Student press protests policy
MARYLAND — After battling censorship of a student television program last year, Blair High School student journalists may face another fight, this time for all student media in the county.
Student journalists object to new regulations discovered after school began this fall which state in part that no school-sponsored publication including student newspapers, yearbooks, plays, or television shows may produce content that is “inconsistent with the shared values of our society.”
Students believe this restrictive policy change may pave the way for more censorship. They say they are frustrated because school officials deny that any revisions have been made to the publications policy despite clear evidence.
Montgomery County Public Schools’ spokesman Brian Porter said, “Some students and people they’re working with, maybe teachers, are very badly misinformed. There have been no changes in policy at all.”
When the Report read Porter two different versions of the district’s Student Rights and Responsibility regulations, one from the 1996-97 school year, and one that said it was revised in June of 1997 that contained additional publication restrictions, Porter seemed confused.

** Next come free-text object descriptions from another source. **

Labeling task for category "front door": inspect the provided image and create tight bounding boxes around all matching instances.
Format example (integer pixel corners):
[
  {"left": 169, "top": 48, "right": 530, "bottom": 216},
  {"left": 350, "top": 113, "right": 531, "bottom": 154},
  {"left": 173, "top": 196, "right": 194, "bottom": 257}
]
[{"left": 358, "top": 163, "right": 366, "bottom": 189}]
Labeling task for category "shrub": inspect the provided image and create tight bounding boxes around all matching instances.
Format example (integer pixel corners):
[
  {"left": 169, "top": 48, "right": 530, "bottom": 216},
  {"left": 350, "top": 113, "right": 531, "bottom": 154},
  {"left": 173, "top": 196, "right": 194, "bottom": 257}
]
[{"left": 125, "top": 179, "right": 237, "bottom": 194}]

He suggested that the explanation of the policy may have changed, but the regulations themselves did not.
Students are outraged.
“The county claimed they were just editing and rewording [the existing publications policy] and avoided having it brought to the public’s attention or commented on by elected public officials,” said Adam Jentleson, a student journalist at Blair’s television studio, WBNC.
Blair’s newspaper, Silver Chips, has not been censored concedes Jentleson, but he claims this is part of administration strategy. “The county office is too smart to censor anything yet,” said Jentleson. “If they censor anything, that gives us a peg to hang our whole argument on.”

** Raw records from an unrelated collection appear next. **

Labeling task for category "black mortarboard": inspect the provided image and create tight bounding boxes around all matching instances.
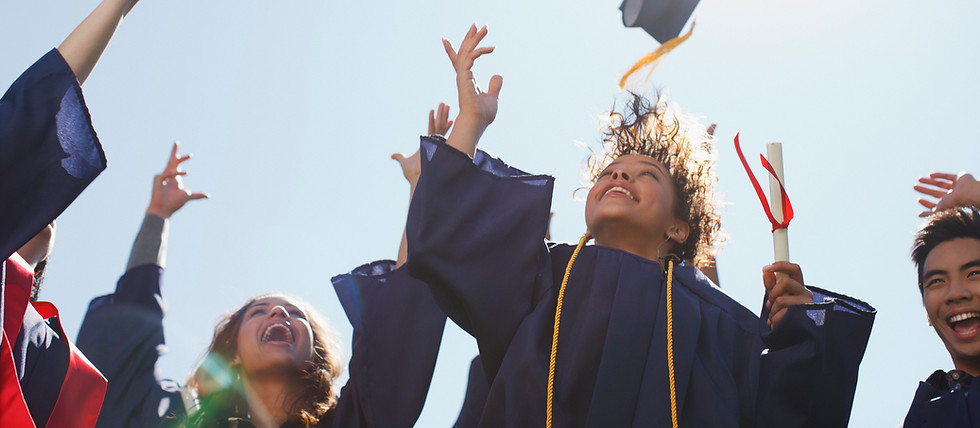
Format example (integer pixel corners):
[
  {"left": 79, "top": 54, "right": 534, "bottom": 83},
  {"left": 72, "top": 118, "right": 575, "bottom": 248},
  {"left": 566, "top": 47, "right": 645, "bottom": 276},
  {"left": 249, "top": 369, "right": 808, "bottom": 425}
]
[{"left": 620, "top": 0, "right": 700, "bottom": 44}]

Jentleson said he would not be surprised if content regulations were imposed following a controversy over a student show on WBNC last year.
An episode of Shades of Grey, a live show produced by Blair students and broadcast in their community, featuring a same-sex marriage topic, was censored by school administrators in October 1996.
Students appealed to the school board, which overruled the superintendent in April and allowed the Shades of Grey episode to air.
The board then ordered a panel comprised of school officials, teachers and students to draft a new policy for electronic media that is still being deliberated. A decision on that policy was expected before January.
As of November, WBNC was still forbidden from live broadcasting. Worried about the future of student journalists in Montgomery County, Jentleson and other students have formed the Maryland Coalition for a Free Student Press, whose ultimate goal is to pass state legislation to secure stronger press freedoms for high school journalists.
“Montgomery County has always been very liberal in terms of its educational policies,” said Jentleson. “If this [publications policy] is enforced, it’s a tremendous shame. It’s scary to think of the prospect of student journalists who will not really know what their rights are.”